In my work life — and here — I’m pretty careful. What do I know, for sure? Who can help me in/validate my assumptions; what should I ask them? What’s opinion, and what's fact?
Over the last couple of years, I’ve spent some time considering the nature of competence. (I wrote about it, too.) We don’t know what we don’t know.
Last month, I pulled out my “hierarchy of workplace needs,” which I plan to come back to soon. Sharing the model in the past, I offered caveats: it’s a graphic representation, a visual metaphor. Not an actual hierarchy. It’s an experience-based opinion, not a peer-reviewed psychology study.
Reviewing Jason Li’s illustration, one of my unstated assumptions is glaringly absent: basic human dignity.
When I borrowed from Maslow’s Hierarchy, I did not assume that the ground under the triangle should say, “I am a human being, and worthy of being treated accordingly.”

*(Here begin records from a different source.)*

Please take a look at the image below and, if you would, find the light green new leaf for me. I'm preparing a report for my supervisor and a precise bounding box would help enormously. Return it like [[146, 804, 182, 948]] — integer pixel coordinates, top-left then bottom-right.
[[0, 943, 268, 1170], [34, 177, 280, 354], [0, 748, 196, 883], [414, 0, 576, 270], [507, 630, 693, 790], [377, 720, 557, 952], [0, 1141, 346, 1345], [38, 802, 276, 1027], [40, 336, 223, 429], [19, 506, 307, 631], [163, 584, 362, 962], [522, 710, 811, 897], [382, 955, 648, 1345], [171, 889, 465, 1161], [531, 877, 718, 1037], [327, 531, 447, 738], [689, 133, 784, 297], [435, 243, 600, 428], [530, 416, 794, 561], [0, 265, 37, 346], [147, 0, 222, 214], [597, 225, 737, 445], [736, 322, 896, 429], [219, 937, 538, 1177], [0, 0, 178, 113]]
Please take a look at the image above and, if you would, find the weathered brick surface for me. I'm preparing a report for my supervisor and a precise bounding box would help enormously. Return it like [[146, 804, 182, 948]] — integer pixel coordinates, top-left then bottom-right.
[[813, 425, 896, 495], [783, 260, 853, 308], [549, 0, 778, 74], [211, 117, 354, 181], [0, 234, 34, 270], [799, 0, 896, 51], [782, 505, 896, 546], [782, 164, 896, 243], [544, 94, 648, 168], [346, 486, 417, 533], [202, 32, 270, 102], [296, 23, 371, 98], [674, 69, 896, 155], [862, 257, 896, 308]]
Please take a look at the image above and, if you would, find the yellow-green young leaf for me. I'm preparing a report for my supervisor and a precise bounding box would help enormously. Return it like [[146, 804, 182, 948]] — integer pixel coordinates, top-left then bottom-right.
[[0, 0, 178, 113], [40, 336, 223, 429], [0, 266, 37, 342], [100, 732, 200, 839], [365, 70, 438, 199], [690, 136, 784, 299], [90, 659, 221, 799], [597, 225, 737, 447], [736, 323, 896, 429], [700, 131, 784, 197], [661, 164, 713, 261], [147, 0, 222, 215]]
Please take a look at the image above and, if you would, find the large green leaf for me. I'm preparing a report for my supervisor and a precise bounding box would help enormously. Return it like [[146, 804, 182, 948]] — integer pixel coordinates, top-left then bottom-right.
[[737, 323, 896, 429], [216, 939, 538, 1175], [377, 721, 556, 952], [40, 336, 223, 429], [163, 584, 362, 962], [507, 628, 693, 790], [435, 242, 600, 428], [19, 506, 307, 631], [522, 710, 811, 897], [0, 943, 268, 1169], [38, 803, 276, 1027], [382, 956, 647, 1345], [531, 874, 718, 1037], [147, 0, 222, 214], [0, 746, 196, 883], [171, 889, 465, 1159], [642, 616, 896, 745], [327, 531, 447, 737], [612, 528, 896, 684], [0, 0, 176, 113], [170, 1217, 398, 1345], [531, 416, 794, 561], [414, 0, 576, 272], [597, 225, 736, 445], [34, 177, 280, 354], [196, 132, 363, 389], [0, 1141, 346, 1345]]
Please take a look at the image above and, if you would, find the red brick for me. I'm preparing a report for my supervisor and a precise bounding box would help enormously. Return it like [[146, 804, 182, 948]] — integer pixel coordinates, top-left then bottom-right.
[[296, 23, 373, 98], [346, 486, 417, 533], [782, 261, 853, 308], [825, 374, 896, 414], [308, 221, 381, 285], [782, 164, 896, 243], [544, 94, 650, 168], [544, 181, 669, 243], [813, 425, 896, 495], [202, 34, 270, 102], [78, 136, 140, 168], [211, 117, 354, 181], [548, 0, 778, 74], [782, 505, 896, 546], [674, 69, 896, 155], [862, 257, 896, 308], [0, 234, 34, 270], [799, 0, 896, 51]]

Some truths, though self-evident, still need to be stated. This has been an :exploding_head: moment for me.
And, as it seems that we must say this…then we must have different conversations about work.
You may not think the gig economy is coming for your own job. If we're vibing together on the idea of "basic human dignity" as a basis for how people should be treated at work, I urge you to read up on HR 8442, “Worker Flexibility and Choice Act."
- On not knowing what we don't know, Competence: On Management #48 and a follow up, Feedback.
- Through a tweet I can't find, I think it was a reply to Yvahn, I also recently learned that Maslow's Hierarchy of Needs was informed by his observations as a guest of the Siksika people in Canada in the late 1930s.
Thanks to Interlibrary Loan, I put my hands on a copy of Sidney Stone Brown's Transformation Beyond Greed: Native Self Actualization. I've got more to learn on this! And I've said it before and stand by it, Yvahn's twitter is the best twitter.
- I shared some of my caveats about Maslow's hierarchy back in March, 2017, in What People Need, Right Now. And I wrote again about my own metaphoric hierarchy in 2019, in Are norms really normal? On Management #39. (Probably elsewhere, too. My kingdom for an archivist lol.)
- The Internet, among other things, will bring you a wealth of economist jokes. If that's your thing.